Ce même Gbagbo qui, d’ailleurs, voit la zone qu’il contrôle se rétrécir de plus en plus et désormais se réduire comme peau de chagrin. Après les villes qui chutent en cascades, après San Pédro et
son port cacaoyer, depuis peu tombés dans l’escarcelle des Forces républicaines, le président sortant et ses amis savent que c’est au tour d’Abidjan de subir les assauts des troupes de son rival
excédées d’attendre de longs mois que leur chef enfin occupe le palais présidentiel, qui lui revient de droit.
La présence d’un Mangou à ses côtés, en ces heures cruciales, lui aurait été sans doute providentielle. A l’allure où avancent les pro-Ado, la bataille d’Abidjan devrait avoir lieu, au plus, dans
quelques heures. Nul doute que d’elle dépend désormais le sort de toute la Côte d’Ivoire. Gbagbo le sait bien, qui a organisé le repli de tout ce qui lui reste de force pour défendre le seul
bastion encore en sa possession. A supposer qu’il doive tomber, il tiendra à lancer un dernier baroud d’honneur. Mangou, une fois de plus, lui manquera certainement.
Car Ado lui aussi, résolument, envoie en masse ses combattants armés pour enfin s’emparer de cette dernière ville qui lui fait défaut pour prétendre gouverner effectivement la Côte d’Ivoire. S’il
a lieu, l’affrontement d’Abidjan peut s’avérer impitoyable, féroce, atroce. Les jeunes patriotes enrôlés en masse aux côtés des détenus libérés auxquels on a distribué des armes, pour
enthousiastes et zélés qu’ils sont, ne sont pas vraiment des professionnels du métier des armes : à eux aussi manquera la stratègie du bien expérimenté Mangou.

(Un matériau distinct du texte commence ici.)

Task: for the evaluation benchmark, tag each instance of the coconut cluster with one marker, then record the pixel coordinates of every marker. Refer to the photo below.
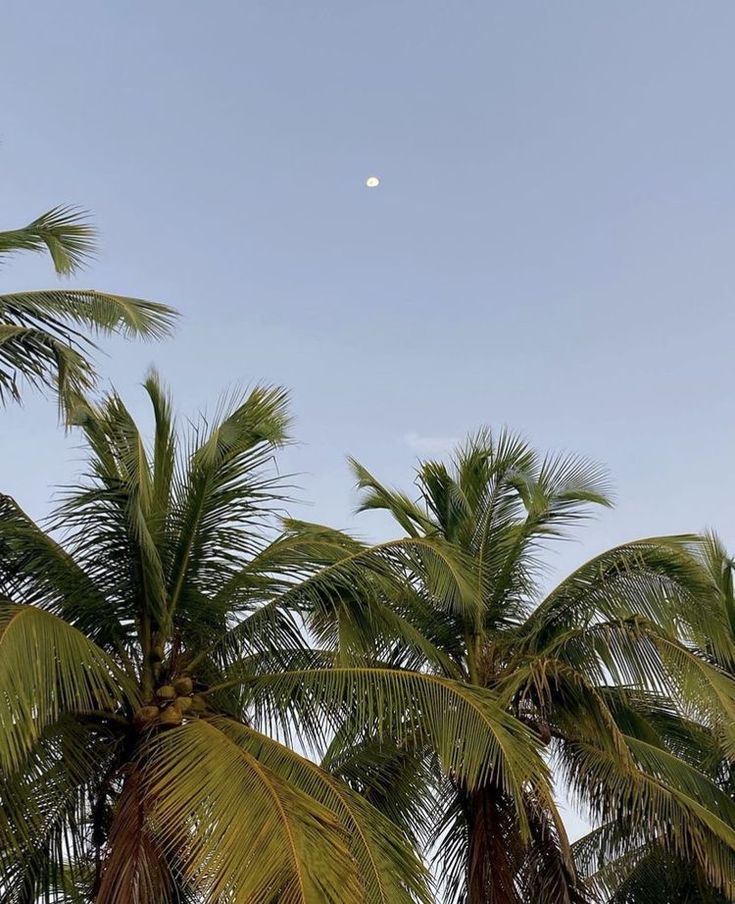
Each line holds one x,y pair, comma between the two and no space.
173,702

Et si Gagbo, envers et contre tout, jette ces jeunes dans la bataille, c’est bien la preuve que l’homme est aux abois, qu’il fera feu de tout bois pour sauver sa tête et, le cas échéant, son
régime. Mais dans cet affrontement qui se présente comme un véritable combat sans merci, on déplore déjà des morts tout comme on ressent de la peine pour ce qui les aura provoqués : l’ego
surdimensionné d’un humain qui aura amplement usé de tout pour se forger un destin éternel. Passionnément, mais surtout à la déraison.